Font Size:  

35

AIDAN

A RUSH OF BLOOD TO THE HEAD - COLDPLAY

LATER THAT EVENING

"Didn't expectto hear from you this soon," I drawled as I stepped out of Brennan's ride. Peering around the place that could have been the site of mine and Savvie's deaths, I murmured, "And definitely didn't expect to be meeting you here."

"There's a symmetry to it that I appreciate," Lyanov retorted.

"Stepanov's here?"

"He's incoming." He cast Brennan a look. "I appreciate the trust you're showing me, O'Donnelly. I'm well aware that you don't owe it to me. Not after everything that’s happened."

"We both have had troubles in the ranks," I demurred. "I appreciate the rapidity with which you're willing to work."

He arched a brow. "The rapidity, hmm?" He shoved his hands into his pockets. "Fancy words."

"Fancy occasion.

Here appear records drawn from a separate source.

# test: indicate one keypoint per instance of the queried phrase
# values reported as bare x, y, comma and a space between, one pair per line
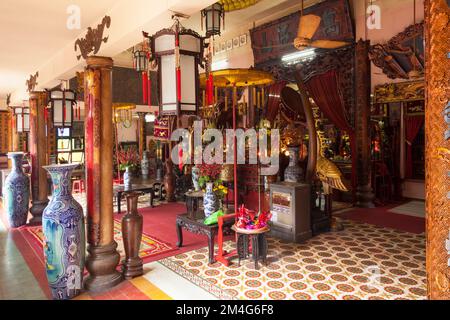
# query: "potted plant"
128, 162
209, 181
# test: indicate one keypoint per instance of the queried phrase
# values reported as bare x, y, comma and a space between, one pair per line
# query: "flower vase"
293, 172
132, 224
64, 236
210, 200
195, 176
16, 192
145, 165
127, 183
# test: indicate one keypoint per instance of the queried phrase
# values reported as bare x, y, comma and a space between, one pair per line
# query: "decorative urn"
16, 192
64, 236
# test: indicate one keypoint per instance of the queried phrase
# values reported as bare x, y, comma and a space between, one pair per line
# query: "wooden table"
259, 244
193, 199
145, 186
195, 225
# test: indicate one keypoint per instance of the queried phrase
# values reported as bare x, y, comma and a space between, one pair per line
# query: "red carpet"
382, 218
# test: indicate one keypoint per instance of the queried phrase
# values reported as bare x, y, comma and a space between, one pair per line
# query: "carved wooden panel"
437, 148
400, 55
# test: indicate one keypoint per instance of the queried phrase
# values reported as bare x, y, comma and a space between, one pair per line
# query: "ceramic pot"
64, 236
127, 179
293, 172
195, 176
16, 192
132, 224
145, 165
211, 202
227, 173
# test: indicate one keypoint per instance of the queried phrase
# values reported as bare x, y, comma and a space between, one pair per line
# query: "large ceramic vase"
132, 224
16, 192
211, 202
127, 179
145, 165
195, 172
293, 172
64, 236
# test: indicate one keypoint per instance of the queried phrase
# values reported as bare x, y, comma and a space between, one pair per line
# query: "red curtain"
324, 89
413, 125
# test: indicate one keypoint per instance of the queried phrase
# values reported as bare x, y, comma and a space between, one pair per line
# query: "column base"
132, 268
36, 210
101, 263
365, 197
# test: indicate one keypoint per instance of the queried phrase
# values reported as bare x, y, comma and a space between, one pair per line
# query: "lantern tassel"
180, 157
145, 86
210, 89
149, 93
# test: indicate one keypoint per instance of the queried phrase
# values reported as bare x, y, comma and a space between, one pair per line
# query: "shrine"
225, 150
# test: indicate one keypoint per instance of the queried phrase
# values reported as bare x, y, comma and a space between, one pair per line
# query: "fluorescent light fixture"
219, 65
150, 117
300, 55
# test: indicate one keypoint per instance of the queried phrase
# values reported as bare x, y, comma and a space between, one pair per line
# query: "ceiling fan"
307, 27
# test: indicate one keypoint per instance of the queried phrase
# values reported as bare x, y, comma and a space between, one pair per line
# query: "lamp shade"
178, 54
22, 115
62, 102
213, 16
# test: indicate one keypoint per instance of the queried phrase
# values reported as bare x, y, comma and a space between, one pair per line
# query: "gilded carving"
32, 82
399, 56
400, 92
437, 32
93, 40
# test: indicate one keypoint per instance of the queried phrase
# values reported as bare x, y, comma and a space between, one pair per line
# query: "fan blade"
328, 44
308, 25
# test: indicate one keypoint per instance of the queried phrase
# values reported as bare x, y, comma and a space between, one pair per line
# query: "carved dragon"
93, 39
32, 82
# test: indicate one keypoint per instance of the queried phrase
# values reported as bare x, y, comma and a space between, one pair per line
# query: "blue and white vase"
127, 183
16, 192
64, 236
195, 172
210, 200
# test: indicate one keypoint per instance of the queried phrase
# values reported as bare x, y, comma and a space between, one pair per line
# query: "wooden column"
142, 134
14, 135
364, 194
437, 147
38, 155
103, 257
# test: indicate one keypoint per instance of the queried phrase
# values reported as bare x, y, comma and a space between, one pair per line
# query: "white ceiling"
32, 31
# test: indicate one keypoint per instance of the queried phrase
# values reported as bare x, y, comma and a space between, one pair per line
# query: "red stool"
78, 186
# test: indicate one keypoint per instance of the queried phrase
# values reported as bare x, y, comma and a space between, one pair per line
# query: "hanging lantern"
140, 60
62, 102
22, 115
213, 16
178, 53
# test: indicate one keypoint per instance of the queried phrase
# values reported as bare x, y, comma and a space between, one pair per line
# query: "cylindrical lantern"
213, 16
22, 115
178, 53
140, 60
62, 102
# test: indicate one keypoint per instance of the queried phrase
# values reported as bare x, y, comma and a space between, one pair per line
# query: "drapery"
324, 89
413, 125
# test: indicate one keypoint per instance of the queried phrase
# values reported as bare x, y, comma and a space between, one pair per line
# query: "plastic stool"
78, 186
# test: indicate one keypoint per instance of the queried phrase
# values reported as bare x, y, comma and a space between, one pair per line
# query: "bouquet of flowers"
250, 220
128, 158
211, 173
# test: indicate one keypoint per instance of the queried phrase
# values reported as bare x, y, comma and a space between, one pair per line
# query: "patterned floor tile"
361, 262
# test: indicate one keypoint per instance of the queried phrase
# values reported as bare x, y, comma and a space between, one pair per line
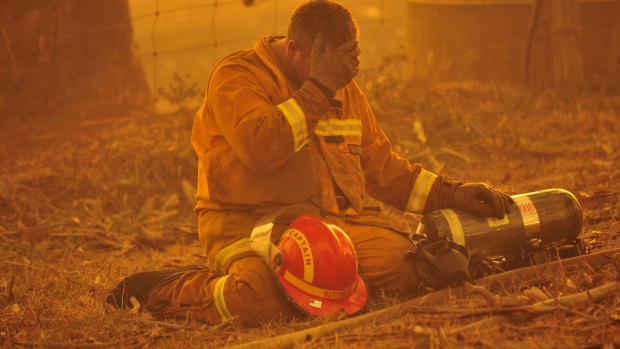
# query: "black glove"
482, 200
335, 68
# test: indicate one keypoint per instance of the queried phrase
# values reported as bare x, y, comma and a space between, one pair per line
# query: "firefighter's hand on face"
336, 68
482, 200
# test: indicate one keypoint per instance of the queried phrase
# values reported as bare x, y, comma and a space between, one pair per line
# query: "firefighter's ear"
292, 49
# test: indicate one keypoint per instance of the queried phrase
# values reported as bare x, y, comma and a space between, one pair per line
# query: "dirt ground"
87, 202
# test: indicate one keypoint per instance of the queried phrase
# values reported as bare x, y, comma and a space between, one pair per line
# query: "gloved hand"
335, 68
482, 200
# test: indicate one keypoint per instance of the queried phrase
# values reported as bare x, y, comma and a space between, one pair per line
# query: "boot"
141, 285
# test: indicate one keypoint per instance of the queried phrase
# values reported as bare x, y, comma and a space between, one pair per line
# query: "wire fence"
156, 47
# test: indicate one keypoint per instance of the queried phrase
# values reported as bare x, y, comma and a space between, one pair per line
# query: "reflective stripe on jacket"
261, 141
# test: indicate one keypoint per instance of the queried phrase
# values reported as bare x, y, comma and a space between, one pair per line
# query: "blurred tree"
553, 56
68, 57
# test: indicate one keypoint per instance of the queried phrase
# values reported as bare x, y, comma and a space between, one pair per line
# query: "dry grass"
85, 203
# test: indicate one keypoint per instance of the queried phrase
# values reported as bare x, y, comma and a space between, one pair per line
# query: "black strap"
441, 263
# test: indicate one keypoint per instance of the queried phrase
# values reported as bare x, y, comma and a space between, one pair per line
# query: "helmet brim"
320, 306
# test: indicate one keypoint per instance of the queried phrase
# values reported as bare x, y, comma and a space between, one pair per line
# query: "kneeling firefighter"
283, 123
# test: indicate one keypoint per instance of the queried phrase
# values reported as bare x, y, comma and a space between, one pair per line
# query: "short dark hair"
333, 19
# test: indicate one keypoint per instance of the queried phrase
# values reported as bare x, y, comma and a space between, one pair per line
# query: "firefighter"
284, 128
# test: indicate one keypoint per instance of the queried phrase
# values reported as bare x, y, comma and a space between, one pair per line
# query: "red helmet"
317, 268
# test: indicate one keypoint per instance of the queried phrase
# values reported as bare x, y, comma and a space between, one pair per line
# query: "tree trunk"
553, 57
68, 57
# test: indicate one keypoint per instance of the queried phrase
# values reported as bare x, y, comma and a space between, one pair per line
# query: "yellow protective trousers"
246, 290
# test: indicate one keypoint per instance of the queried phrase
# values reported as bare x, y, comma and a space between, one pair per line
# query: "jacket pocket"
230, 181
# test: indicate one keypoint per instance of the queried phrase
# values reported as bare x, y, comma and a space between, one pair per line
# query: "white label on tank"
455, 226
531, 221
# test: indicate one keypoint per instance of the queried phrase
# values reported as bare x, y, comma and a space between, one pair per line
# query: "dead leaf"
34, 235
597, 199
535, 294
135, 305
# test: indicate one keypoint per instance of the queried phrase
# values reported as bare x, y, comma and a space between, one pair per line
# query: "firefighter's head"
333, 20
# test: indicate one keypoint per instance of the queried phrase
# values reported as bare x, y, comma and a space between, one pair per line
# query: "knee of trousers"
251, 294
382, 262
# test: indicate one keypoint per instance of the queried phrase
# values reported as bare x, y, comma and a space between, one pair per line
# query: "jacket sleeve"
263, 134
393, 180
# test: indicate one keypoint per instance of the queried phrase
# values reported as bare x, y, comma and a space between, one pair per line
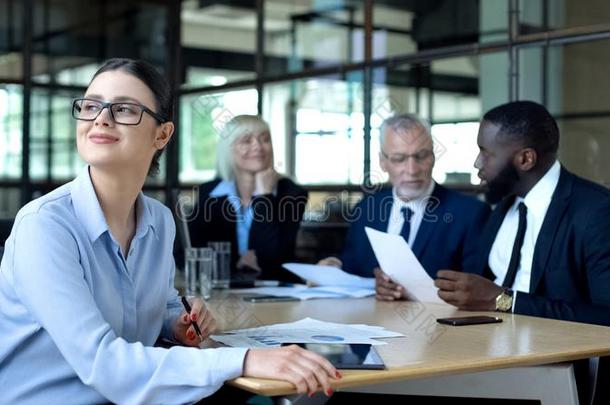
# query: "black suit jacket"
447, 237
570, 276
274, 228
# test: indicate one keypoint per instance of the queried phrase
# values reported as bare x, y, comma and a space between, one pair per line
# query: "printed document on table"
398, 261
329, 276
306, 330
303, 292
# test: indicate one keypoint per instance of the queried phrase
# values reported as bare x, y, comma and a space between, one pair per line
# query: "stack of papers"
306, 330
302, 292
330, 282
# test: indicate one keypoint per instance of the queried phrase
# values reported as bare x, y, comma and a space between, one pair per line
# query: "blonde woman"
250, 204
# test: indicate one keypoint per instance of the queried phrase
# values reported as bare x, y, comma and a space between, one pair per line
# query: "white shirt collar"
539, 197
417, 203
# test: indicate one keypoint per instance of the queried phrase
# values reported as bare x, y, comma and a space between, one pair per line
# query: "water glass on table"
222, 273
200, 263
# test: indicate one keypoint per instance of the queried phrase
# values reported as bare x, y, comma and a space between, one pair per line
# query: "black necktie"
406, 226
515, 257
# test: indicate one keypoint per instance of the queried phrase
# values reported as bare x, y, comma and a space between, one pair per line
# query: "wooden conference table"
485, 361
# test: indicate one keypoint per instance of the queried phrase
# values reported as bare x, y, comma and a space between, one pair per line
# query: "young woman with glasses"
86, 281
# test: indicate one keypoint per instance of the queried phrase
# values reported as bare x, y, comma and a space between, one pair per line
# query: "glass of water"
222, 273
199, 270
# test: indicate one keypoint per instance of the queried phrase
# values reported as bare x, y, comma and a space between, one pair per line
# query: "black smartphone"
268, 298
469, 320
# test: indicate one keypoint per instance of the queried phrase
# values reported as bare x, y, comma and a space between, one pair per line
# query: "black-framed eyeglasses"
401, 158
86, 109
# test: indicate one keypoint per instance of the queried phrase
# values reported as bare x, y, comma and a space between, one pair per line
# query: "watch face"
504, 302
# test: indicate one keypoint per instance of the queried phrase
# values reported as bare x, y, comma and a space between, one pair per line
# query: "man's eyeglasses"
400, 158
86, 109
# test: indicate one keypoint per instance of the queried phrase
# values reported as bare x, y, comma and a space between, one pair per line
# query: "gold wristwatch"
504, 301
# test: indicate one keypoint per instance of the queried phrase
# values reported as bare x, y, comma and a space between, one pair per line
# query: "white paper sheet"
399, 262
306, 330
303, 292
329, 276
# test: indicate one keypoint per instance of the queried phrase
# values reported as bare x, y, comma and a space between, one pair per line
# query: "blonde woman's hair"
237, 127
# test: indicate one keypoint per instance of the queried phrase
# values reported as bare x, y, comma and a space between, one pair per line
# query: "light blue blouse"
78, 319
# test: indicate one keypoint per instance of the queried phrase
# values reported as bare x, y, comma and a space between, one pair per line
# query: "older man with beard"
442, 226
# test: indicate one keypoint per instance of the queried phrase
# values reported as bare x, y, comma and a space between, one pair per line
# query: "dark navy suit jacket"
447, 237
274, 227
570, 276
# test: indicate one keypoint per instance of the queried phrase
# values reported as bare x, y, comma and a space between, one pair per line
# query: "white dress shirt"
418, 206
537, 202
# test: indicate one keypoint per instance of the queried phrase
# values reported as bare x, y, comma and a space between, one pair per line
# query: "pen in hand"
188, 311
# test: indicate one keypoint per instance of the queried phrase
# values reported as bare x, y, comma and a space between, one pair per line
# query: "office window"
202, 116
71, 38
543, 15
306, 35
11, 126
218, 42
321, 120
53, 153
11, 40
576, 92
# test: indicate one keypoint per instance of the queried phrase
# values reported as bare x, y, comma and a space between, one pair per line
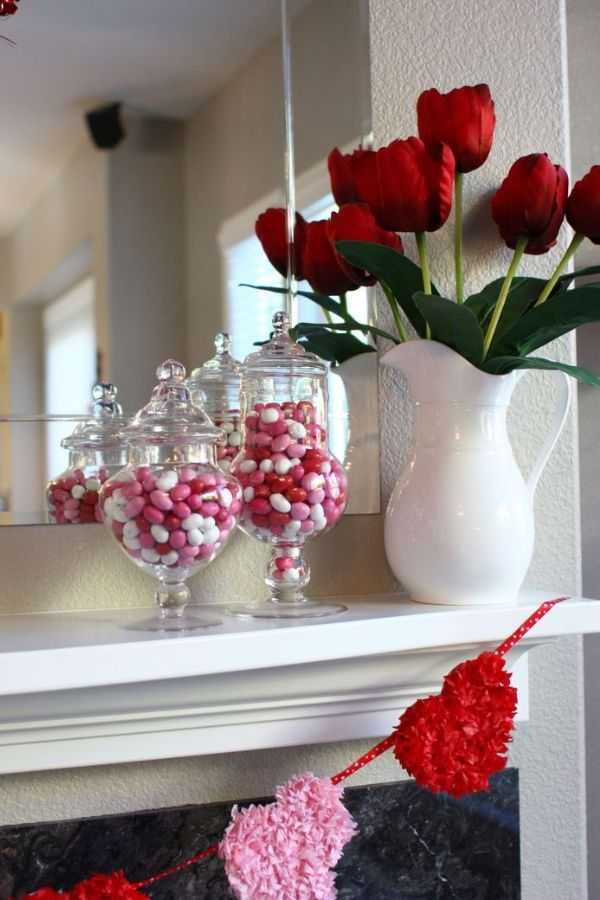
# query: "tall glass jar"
294, 489
216, 385
171, 509
96, 450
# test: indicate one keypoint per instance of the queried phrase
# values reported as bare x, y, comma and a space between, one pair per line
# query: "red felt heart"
455, 740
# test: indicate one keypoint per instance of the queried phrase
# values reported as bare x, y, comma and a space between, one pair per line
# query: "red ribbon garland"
105, 888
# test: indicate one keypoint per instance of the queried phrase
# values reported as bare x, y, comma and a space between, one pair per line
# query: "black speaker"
105, 126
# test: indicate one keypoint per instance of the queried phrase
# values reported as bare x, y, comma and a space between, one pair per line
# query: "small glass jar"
96, 450
216, 385
171, 509
294, 489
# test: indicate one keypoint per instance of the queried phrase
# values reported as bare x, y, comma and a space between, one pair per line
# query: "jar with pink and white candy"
96, 450
294, 489
171, 509
216, 386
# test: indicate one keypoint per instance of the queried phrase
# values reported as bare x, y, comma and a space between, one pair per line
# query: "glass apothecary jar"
294, 489
96, 450
216, 385
171, 509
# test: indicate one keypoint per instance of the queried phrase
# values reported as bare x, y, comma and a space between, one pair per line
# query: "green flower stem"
402, 333
499, 306
458, 184
567, 255
421, 240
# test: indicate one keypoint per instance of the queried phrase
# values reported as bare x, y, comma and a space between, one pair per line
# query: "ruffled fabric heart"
99, 887
286, 850
455, 741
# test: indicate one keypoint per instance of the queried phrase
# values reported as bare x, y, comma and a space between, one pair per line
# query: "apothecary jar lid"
220, 369
170, 417
104, 429
283, 356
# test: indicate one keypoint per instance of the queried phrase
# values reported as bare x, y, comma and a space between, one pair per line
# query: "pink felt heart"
454, 741
286, 850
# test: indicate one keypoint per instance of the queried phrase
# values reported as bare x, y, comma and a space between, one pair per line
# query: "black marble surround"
412, 845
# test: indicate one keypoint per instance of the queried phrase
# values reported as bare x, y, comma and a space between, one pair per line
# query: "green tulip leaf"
579, 273
453, 324
335, 347
403, 277
322, 300
521, 297
502, 365
560, 314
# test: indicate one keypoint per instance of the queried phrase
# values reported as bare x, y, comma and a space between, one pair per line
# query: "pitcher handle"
561, 411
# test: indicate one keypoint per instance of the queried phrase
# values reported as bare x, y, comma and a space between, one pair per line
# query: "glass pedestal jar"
171, 509
96, 450
294, 489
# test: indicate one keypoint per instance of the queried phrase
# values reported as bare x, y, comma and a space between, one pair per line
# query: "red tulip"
324, 268
583, 206
407, 187
464, 119
271, 230
530, 202
342, 167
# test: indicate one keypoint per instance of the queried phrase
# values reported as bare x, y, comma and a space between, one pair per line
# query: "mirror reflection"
143, 144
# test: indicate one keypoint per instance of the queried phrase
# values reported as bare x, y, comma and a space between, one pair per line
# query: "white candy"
160, 534
130, 529
226, 497
283, 466
317, 513
192, 522
269, 415
167, 481
212, 536
150, 555
169, 559
293, 527
296, 430
291, 575
280, 503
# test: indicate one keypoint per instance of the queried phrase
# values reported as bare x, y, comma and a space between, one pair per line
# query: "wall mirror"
143, 144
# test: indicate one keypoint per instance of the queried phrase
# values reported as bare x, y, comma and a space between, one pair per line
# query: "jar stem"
288, 574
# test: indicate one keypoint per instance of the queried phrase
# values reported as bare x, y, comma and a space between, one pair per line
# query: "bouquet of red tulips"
409, 186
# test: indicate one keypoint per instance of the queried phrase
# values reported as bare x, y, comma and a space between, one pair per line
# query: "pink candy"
184, 527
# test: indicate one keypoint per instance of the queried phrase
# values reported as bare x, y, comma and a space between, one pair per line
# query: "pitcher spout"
437, 374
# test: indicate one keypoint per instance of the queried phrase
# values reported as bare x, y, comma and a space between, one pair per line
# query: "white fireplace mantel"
79, 689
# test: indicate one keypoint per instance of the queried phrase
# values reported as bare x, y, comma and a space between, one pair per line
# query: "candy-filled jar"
96, 450
294, 489
216, 385
171, 509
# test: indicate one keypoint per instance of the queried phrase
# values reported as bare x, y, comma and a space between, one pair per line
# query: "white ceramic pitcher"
459, 527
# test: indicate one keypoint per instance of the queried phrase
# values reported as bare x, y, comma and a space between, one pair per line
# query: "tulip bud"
583, 206
530, 203
464, 119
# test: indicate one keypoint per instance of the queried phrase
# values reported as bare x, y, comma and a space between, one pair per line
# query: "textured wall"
465, 42
583, 32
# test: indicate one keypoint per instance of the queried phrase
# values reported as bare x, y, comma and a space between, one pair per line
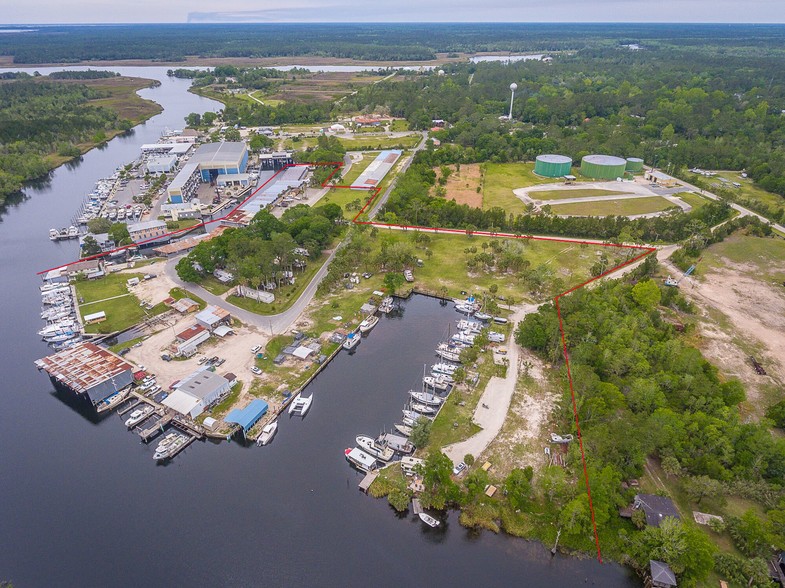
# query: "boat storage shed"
247, 417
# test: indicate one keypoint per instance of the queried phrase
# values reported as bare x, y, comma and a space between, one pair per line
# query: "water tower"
513, 87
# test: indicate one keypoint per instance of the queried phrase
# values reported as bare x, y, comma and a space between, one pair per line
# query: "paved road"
381, 201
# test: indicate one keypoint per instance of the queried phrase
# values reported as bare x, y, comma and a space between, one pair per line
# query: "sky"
151, 11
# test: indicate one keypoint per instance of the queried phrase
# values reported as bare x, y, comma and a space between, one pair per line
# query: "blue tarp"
248, 416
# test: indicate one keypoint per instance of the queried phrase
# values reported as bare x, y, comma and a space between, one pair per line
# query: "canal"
83, 504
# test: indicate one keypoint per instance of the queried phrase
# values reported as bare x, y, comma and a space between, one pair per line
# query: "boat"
359, 459
405, 430
444, 368
268, 432
425, 398
369, 323
300, 406
370, 447
429, 520
422, 408
138, 416
351, 341
387, 305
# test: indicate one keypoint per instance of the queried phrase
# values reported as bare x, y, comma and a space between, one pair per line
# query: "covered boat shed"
247, 417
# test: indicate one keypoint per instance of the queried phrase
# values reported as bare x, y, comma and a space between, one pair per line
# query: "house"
213, 316
662, 575
656, 508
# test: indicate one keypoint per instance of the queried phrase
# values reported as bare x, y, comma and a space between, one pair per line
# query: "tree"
647, 294
421, 432
392, 281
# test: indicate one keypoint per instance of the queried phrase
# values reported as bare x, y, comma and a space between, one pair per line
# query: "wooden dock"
366, 482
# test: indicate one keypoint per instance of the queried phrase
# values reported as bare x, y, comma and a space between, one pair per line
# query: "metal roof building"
88, 371
247, 417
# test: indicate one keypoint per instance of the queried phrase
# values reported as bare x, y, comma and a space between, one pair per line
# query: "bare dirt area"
756, 313
462, 185
524, 434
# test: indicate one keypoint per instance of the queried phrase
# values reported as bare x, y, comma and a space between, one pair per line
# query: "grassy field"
502, 178
614, 207
579, 193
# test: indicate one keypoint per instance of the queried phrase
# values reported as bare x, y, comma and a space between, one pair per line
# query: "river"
83, 504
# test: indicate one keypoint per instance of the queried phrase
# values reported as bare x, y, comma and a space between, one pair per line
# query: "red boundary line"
375, 192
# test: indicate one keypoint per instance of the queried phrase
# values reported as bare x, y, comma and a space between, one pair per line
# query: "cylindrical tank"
634, 165
552, 166
603, 167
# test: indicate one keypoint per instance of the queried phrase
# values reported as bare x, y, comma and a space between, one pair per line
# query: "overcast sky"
112, 11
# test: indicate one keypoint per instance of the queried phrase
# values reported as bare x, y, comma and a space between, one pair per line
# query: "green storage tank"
552, 166
603, 167
634, 165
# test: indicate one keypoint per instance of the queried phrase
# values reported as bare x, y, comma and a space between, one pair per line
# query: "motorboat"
300, 406
369, 446
429, 520
351, 341
423, 409
369, 323
359, 459
138, 415
444, 368
436, 382
426, 398
405, 430
268, 432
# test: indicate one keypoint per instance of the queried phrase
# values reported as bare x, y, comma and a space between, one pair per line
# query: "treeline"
641, 390
670, 107
39, 118
266, 253
386, 42
410, 203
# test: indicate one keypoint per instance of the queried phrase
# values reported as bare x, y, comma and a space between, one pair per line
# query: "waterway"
83, 504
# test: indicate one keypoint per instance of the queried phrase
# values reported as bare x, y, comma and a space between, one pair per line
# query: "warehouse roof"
248, 416
83, 366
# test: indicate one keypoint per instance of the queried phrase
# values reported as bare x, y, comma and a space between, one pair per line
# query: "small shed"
662, 575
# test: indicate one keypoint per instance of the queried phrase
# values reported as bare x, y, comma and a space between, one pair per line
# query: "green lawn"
578, 193
502, 178
614, 207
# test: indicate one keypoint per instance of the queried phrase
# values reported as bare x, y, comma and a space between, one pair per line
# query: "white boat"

Not often an Irish mobster gets together with a Bratva brother on their turf to dispose of a mutual enemy together."

"Very true," he agreed.

I looked past him and saw the men I'd met last Christmas as well as the guy who’d hung around at the meeting I’d had with Maxim earlier.

Discussing business at Aoife's bakery had felt like a smart way to conduct our affairs in private.

Neither of us wanted the city to know that we were dealing with dissent, after all.

I just hadn't anticipated that Lyanov would deal with Stepanov within hours of our meeting.

"It's been a long fucking day," Brennan complained.

Lyanov replied, "He has reason to want to be here. The wait won’t be a long one."

"What reason? A gun shoved at the back of his neck?"

Lyanov's teeth gleamed in the streetlights as he smirked at me. "No. More sentimental reasons. He won't cut out and run."

"You don't have guards on him?"

"Niet," was his reply.

A guard shouted something I didn’t catch, but it had Maxim nodding. The gates pulled inward and thirty seconds later, an expensive Bentley rolled in.

The door opened the moment the car came to a halt, and a man burst out of the backseat, hurling what sounded like Russian insults at Lyanov.

He didn't appear offended. If anything, his grin widened with whatever bullshit Stepanov was saying.

"English, please," Lyanov directed. "So our guests can understand."

"I'm here. Give me back my son," Stepanov rasped, his accent pure Brooklyn.

"His son?" I asked Lyanov.

"Timofai has trouble understanding the word 'no.’ Especially when it comes to a woman under my protection."

"He's a boy. He makes foolish mistakes," Stepanov snarled. "You can't just take him because some little whore said he assaulted her."